# Cats ****.



## buckrogers21stc (Apr 9, 2009)

Somehow, mrs buckrogers21stc managed to lock her cat into her new ibiza fr. 

Its not surprisingly ****** on the drivers seat and bloody stinks to high heavens!

By the time i got home from work it had been on it for about 2 hrs. The mrs had tried wiping it with warm water and an apc. (I actual think it made it worse)

I used a white vinegar and warm water mix to wetvac it approximately 10 times over. Used a fairly strong scented upholstery cleaner after and seemed to take 80% of the smell away.
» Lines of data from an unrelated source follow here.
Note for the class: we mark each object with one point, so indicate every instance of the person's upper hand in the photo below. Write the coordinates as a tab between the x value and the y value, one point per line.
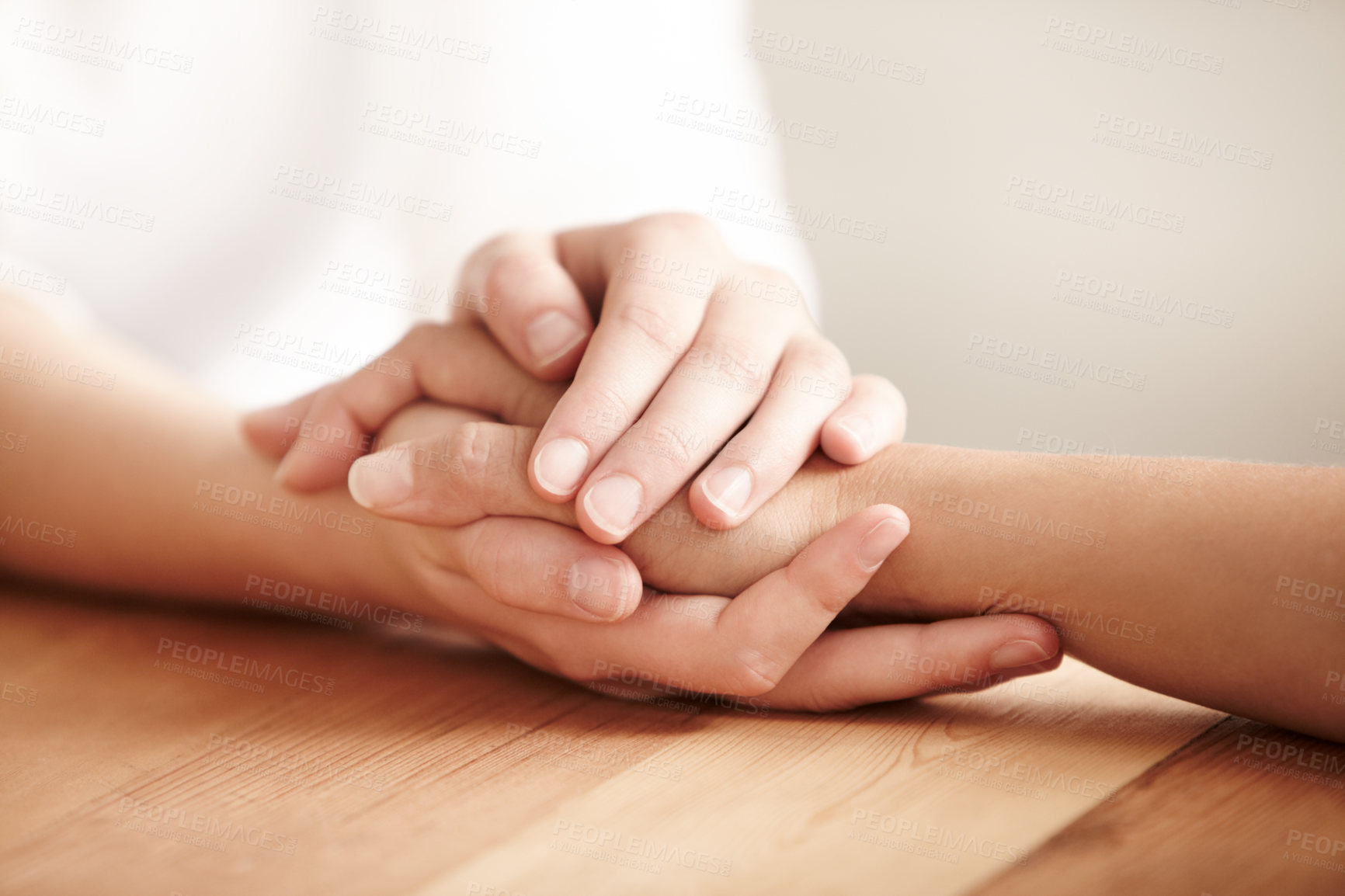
697	357
485	547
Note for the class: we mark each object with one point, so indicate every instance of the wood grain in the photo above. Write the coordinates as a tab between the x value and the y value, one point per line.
446	769
1219	817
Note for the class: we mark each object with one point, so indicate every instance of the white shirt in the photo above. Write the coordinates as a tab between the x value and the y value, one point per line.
266	198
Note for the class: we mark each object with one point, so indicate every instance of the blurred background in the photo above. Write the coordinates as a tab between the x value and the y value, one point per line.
1058	225
974	134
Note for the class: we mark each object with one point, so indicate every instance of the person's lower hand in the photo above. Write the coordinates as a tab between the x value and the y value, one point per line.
478	541
697	357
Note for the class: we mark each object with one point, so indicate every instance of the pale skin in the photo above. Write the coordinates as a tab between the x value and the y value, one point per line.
1199	564
135	473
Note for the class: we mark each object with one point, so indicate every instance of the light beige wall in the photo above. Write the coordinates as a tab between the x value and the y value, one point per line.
989	92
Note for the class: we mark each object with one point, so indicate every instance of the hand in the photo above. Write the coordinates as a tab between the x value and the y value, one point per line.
692	345
768	646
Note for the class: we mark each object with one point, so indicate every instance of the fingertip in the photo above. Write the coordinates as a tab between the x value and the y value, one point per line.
554	342
849	440
720	498
604	589
883	537
266	429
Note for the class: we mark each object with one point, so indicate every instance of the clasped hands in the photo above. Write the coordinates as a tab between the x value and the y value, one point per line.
694	402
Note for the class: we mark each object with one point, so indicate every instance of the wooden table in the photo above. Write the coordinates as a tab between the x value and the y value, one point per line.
433	767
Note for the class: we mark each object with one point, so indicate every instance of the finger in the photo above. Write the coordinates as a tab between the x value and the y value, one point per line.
643	332
745	646
812	381
457	365
846	669
455	478
544	568
422	418
713	391
872	418
521	292
273	429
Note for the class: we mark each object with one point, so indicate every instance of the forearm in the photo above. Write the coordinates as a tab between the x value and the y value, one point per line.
145	486
1172	575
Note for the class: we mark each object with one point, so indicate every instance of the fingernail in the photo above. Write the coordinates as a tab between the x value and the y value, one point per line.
729	488
551	335
1018	653
880	543
560	464
599	587
861	428
613	502
381	481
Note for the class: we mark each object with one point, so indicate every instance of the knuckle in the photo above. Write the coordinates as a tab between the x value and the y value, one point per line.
419	338
533	405
681	224
669	442
751	674
725	359
821	697
822	358
654	326
577	668
829	589
602	415
513	272
486	558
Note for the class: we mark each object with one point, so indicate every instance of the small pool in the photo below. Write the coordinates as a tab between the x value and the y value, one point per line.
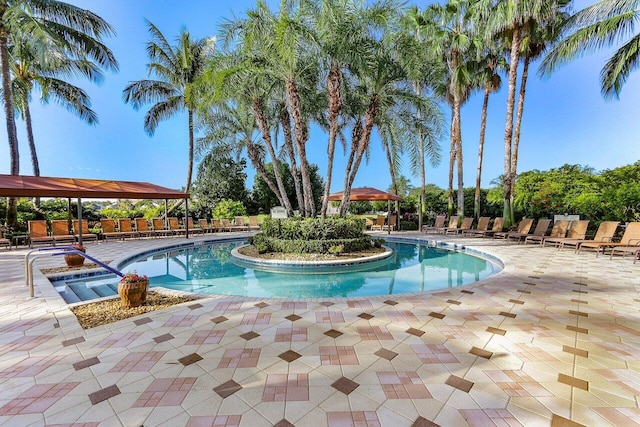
209	269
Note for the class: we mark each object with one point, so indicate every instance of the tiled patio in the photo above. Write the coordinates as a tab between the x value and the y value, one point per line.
554	339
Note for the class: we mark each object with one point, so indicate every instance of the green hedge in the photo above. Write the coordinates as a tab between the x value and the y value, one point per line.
298	228
264	243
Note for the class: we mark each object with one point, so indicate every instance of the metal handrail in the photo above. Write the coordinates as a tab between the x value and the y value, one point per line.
28	263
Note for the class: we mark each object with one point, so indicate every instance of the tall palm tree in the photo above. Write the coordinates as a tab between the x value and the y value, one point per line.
596	27
77	32
177	69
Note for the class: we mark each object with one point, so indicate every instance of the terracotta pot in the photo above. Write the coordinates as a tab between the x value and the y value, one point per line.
133	294
74	260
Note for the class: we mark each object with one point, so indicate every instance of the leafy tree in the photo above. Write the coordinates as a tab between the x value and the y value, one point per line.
219	177
228	209
177	69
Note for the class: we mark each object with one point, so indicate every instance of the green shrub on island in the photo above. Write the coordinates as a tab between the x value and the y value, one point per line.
311	235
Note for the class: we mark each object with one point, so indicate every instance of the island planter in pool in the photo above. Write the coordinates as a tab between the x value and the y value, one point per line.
132	289
75	260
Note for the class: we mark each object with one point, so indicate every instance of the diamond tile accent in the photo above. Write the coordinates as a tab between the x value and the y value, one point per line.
86	363
163	338
459	383
250	335
345	385
289	356
104	394
333	333
414	331
190	359
227	389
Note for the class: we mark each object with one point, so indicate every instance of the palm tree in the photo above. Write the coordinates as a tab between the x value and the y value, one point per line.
596	27
177	69
77	32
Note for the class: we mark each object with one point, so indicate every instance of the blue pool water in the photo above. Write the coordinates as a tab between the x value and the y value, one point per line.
209	269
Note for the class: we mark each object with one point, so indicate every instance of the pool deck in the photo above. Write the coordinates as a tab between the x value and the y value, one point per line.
553	339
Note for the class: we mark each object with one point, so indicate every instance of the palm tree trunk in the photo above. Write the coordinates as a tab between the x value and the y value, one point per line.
12	206
452	161
508	129
516	137
334	84
483	127
266	136
285	120
302	135
32	146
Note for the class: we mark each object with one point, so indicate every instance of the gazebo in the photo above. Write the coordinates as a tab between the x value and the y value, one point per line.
38	186
364	194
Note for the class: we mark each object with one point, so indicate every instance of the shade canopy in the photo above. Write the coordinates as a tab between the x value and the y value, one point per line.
39	186
365	194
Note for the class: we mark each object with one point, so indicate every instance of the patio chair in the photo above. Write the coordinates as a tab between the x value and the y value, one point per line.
60	232
440	219
174	226
126	229
253	223
483	225
3	241
523	228
159	228
577	231
239	224
379	223
392	223
142	227
606	231
466	225
559	230
631	237
86	234
108	226
541	229
204	226
192	228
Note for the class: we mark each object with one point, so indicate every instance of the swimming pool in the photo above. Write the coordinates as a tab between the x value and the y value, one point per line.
209	269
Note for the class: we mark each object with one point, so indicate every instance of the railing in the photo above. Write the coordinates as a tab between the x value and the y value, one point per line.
63	250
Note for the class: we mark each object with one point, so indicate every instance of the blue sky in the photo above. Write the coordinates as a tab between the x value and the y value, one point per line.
565	120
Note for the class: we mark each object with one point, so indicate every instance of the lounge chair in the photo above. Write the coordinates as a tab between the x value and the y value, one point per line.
38	233
392	223
440	219
523	228
204	226
192	228
174	226
379	223
483	225
159	228
631	237
559	230
577	231
253	223
60	232
453	223
606	231
239	224
126	229
466	225
541	230
3	241
142	227
86	234
108	226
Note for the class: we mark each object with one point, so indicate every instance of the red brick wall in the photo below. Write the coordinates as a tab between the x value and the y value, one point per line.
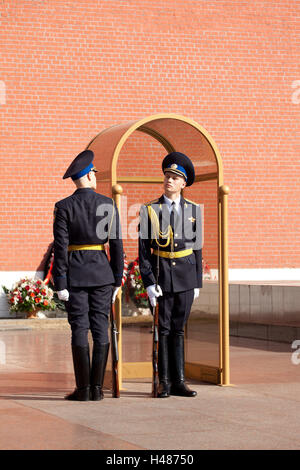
73	68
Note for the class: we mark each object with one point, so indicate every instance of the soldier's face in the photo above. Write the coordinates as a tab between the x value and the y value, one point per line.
173	184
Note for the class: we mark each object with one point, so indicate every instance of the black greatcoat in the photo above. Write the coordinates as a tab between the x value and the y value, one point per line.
177	274
87	218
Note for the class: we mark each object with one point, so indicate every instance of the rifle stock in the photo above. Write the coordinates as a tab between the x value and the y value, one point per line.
155	379
115	353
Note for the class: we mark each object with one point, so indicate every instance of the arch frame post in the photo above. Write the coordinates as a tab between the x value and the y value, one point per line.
117	190
223	285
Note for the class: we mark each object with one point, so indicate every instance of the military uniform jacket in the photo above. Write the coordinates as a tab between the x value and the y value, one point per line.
87	218
175	274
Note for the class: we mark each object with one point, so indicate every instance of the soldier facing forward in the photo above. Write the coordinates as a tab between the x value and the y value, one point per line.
83	276
170	228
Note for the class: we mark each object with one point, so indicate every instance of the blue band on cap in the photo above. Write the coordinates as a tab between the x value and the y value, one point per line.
83	172
178	169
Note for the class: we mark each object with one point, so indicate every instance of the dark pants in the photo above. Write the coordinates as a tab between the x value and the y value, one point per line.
88	309
174	310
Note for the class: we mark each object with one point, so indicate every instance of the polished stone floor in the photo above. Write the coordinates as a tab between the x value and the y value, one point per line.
261	410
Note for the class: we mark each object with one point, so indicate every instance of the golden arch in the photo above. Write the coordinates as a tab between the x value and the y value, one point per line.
107	146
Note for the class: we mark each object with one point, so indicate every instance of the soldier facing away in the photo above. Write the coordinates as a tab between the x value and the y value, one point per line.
83	275
170	228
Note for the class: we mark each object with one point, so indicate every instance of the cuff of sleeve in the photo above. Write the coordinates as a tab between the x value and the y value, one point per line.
60	283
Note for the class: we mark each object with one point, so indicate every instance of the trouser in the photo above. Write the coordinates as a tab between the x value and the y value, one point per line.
174	311
88	309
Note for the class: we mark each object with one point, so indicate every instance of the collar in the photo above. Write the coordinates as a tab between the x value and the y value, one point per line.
170	201
83	190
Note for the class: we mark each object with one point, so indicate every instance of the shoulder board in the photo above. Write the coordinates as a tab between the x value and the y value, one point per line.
192	202
151	202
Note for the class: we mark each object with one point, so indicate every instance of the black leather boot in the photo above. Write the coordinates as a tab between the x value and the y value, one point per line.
81	362
99	360
178	386
163	367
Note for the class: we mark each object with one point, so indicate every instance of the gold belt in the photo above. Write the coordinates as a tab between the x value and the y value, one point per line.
173	254
85	247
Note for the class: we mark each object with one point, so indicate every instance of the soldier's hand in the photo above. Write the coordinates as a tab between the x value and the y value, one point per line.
63	295
153	292
115	293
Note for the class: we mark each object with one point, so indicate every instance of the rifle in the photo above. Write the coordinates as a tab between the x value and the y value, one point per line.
115	353
155	379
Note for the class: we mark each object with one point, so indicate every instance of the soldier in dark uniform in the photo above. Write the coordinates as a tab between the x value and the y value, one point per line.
83	275
170	228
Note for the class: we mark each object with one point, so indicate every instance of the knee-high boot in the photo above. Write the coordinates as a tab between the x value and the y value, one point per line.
178	386
163	367
81	362
99	360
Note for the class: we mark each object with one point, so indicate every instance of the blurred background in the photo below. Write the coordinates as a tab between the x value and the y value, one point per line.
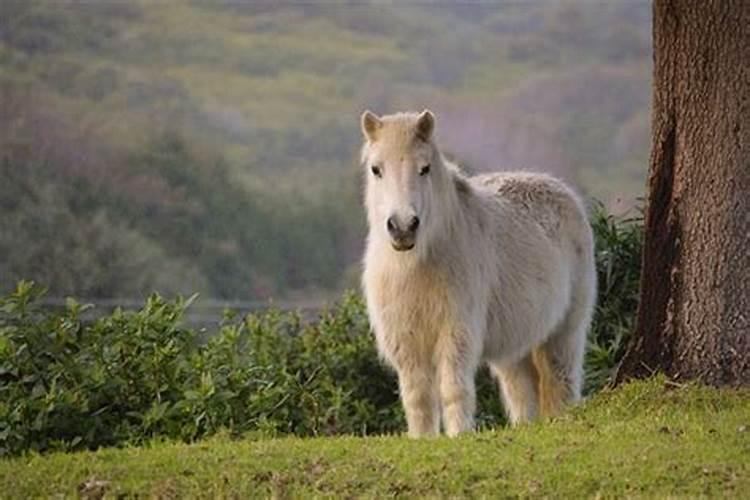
211	147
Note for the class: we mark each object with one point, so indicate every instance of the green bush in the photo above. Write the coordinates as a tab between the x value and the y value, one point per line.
127	377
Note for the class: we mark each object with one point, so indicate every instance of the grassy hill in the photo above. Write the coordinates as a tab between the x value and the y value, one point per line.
646	439
212	147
This morning its like the cat had just do e the same. Car is totally putrid! Mrs in tears its that bad. 

Any ideas folks? Im already waiting a quote on a replacement seat!!


----------



## Maxtor (Feb 23, 2007)

You could try HG Eliminate Unpleasant Smells At Source Spray

:thumb:


----------



## Andyblue (Jun 20, 2017)

Maxtor said:


> You could try HG Eliminate Unpleasant Smells At Source Spray
> 
> :thumb:


Not used this, but have used other HG products and been very pleased with them...


----------



## Andyblue (Jun 20, 2017)

buckrogers21stc said:


> Any ideas folks? Im already waiting a quote on a replacement seat!!


Hope you get it sorted, hopefully someone might come up with an option for you...

Did it pee on the base or back or all over the seat ?

I believe you can sometimes just get a replacement section rather than a full seat...

Either way, hope you get it sorted.


----------



## Gixxer6 (Apr 5, 2014)

I like LewisChadwick7's suggestion, it won't help the car smell but will probably make you feel better.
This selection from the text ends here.